それにしても、ハンプティー・ダンプティーのような体系のおっさんが、ゲームとはいえ踊っている姿はおぞましい(笑 一緒にされたくない私はN主任にこう言いました。「あの~、俺ゲームに興味ないんで夕方まで回って来てもいいですか?」すると、N主任は驚いたような顔をして「いいよ。ちゃんと夕方には迎えに来てくれよ~」と言い、踊っています。「勝手にしろ!」本当に腹立たしい気持ちで私は現場に向かいました。


夕方からの勝負に敗れた屈辱

「そろそろ時間だな」現場を回っていた私は、夕方4時に間に合うようにN主任を迎えに行きました。「いや~、いい汗かいたな~」ご機嫌なN主任。「こいつアホか!?」こんな風に思いながら夕方から回る現場に向かっていると、今までとは違うテンションでこう聞かれました。「お前、今いくつ?」(※いくつというのは、「どれだけ売れたの?」という意味です。)悔しいことに、この日この時点での売り上げはゼロでした。そんな私にN主任が一言。「なんだよ、タコかよ(笑 じゃあ、ゲーセンで遊んでいた俺と、必死こいて回っていたお前と同じってわけだ(爆」

「腹立つわ~。こいつだけは絶対に許せん

N主任には悪気はなさそうですが、私の腹は煮えくり返っていました。「こんな最低サボり営業マンだけには絶対に負けられね~」現場につくと、そりゃあもう必死こいて回りましたよ。そして、いつも以上の売り上げをあげて「N主任はいくつだったんですか?」と聞くと、な・なんと私よりも数字が良かったのです。そして、それは初日だけでなく、2日目、3日目と続きました。

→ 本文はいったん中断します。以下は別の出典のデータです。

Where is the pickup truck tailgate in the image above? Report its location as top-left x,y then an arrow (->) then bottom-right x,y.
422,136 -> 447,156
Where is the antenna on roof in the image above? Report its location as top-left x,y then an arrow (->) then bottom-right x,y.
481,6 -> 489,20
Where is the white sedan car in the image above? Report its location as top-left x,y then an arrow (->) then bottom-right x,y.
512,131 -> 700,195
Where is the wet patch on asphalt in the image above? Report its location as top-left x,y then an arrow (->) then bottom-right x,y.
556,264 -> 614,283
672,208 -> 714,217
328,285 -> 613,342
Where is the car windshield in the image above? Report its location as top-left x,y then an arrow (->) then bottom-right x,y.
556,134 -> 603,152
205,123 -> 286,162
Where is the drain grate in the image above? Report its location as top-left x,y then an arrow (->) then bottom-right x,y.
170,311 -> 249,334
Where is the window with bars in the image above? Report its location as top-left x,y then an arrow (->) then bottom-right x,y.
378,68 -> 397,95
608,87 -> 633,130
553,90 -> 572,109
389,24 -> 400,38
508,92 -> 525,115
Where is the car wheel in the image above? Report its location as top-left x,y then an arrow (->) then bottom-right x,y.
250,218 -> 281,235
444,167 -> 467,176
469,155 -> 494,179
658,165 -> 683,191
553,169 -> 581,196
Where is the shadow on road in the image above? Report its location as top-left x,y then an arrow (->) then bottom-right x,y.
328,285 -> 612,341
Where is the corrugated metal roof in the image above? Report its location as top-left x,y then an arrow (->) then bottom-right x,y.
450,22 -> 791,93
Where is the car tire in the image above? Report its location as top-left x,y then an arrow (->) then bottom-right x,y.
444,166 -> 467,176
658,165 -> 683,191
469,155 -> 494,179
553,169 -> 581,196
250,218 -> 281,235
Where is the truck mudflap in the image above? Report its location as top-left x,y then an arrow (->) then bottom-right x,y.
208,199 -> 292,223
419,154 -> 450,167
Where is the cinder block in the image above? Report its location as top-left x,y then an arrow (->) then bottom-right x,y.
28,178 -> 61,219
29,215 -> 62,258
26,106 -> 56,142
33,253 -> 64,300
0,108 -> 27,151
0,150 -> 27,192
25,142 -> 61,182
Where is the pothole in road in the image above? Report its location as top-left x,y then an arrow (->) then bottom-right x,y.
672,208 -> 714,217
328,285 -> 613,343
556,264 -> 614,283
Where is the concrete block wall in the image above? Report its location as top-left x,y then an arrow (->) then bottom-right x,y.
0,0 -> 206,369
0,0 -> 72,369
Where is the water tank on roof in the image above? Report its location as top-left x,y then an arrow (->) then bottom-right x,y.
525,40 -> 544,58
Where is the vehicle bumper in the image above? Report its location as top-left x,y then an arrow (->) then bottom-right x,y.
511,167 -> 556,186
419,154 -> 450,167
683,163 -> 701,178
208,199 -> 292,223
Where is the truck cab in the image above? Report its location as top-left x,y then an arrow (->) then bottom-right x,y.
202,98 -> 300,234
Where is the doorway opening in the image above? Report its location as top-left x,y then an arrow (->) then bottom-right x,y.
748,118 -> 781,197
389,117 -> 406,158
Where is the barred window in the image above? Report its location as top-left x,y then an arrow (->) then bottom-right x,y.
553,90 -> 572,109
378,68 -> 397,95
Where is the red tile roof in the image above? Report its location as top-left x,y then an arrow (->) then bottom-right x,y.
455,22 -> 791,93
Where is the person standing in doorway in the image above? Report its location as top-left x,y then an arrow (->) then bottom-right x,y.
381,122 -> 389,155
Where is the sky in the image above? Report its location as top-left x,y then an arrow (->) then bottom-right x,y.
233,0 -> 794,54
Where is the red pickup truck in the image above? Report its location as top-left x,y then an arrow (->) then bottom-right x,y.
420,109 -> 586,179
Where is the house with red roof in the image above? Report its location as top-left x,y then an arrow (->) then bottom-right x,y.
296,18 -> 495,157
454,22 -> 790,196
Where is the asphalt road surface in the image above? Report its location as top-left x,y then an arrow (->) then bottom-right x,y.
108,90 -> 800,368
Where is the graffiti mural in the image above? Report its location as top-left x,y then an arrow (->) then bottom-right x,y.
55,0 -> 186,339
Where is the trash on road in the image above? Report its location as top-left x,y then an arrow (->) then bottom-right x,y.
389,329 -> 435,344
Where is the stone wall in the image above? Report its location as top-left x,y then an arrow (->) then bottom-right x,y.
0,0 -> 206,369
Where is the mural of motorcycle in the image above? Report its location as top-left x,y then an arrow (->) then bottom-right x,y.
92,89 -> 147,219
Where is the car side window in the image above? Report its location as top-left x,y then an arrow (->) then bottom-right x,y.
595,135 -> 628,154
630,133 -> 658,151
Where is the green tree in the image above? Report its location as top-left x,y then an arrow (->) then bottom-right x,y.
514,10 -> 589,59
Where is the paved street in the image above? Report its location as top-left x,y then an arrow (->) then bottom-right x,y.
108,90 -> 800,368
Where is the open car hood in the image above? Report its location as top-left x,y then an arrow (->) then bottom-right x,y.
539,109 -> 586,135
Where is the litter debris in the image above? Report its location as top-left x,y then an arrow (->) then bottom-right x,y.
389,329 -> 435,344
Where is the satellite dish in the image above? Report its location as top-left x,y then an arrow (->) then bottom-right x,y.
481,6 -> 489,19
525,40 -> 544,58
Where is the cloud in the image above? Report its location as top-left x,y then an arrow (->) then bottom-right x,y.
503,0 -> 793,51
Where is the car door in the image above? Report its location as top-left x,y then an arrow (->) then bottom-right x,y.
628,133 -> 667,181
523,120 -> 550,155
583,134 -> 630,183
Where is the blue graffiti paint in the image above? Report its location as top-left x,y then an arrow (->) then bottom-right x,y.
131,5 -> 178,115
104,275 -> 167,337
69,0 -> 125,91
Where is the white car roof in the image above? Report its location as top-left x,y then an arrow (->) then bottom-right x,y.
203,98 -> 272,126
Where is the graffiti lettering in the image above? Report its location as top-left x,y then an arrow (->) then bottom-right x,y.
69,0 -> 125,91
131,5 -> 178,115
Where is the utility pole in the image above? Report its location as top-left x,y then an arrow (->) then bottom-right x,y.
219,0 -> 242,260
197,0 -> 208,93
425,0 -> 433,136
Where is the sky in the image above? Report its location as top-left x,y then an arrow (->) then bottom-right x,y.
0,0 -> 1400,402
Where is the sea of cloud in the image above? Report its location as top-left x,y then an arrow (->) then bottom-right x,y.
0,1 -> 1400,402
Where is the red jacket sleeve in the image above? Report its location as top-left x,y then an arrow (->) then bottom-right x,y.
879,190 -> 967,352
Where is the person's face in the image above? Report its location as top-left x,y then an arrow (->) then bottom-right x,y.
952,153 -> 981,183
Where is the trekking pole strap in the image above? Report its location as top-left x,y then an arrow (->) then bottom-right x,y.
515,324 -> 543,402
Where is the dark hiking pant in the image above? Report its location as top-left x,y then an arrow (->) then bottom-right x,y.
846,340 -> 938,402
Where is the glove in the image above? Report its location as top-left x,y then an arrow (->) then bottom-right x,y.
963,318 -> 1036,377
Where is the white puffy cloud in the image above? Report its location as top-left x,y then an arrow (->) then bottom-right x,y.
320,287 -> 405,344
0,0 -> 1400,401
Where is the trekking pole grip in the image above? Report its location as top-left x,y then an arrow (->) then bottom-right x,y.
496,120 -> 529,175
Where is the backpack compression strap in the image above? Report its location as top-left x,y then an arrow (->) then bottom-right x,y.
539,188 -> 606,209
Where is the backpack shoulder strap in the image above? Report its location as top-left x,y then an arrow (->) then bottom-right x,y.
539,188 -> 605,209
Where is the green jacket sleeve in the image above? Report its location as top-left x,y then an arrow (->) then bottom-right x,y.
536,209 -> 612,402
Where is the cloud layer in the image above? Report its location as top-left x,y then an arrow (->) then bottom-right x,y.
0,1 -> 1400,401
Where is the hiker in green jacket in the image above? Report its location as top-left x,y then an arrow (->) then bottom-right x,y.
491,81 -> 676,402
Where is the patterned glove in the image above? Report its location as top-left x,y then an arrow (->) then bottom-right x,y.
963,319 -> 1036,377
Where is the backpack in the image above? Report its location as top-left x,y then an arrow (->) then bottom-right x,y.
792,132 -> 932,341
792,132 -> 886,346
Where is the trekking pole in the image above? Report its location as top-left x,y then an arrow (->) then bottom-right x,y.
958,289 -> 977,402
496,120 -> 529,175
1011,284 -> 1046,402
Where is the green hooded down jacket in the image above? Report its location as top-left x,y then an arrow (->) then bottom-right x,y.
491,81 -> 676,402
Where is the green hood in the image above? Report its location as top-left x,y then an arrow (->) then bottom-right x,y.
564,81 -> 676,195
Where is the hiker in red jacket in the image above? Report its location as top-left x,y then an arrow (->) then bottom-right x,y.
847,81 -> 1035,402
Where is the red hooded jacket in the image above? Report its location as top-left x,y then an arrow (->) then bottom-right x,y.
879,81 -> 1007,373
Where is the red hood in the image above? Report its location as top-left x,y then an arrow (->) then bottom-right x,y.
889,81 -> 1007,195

「なるほど、完全にサボり営業マンのレッテルを張られたN主任が生き残れているのは、実力があるからなのか…」しかし、だからと言って負け続けるのはあり得ません。しかし、結果から言えば、月曜日から金曜日まで私は全敗しました。

「お前さ、必死こいて回っている割には効率悪いよな~。まぁ、お前に負ける気しないわ~w」こんな風に皮肉を言われる始末。しかし、私は信念を曲げるつもりは全くありません。というのは、この程度で足を引っ張られてしまうようでは、その当時私が掲げていた目標である「月収100万円稼げる男」にはなれないと思ったからです。


そして、更にN主任との戦いはエスカレートしていくのでした。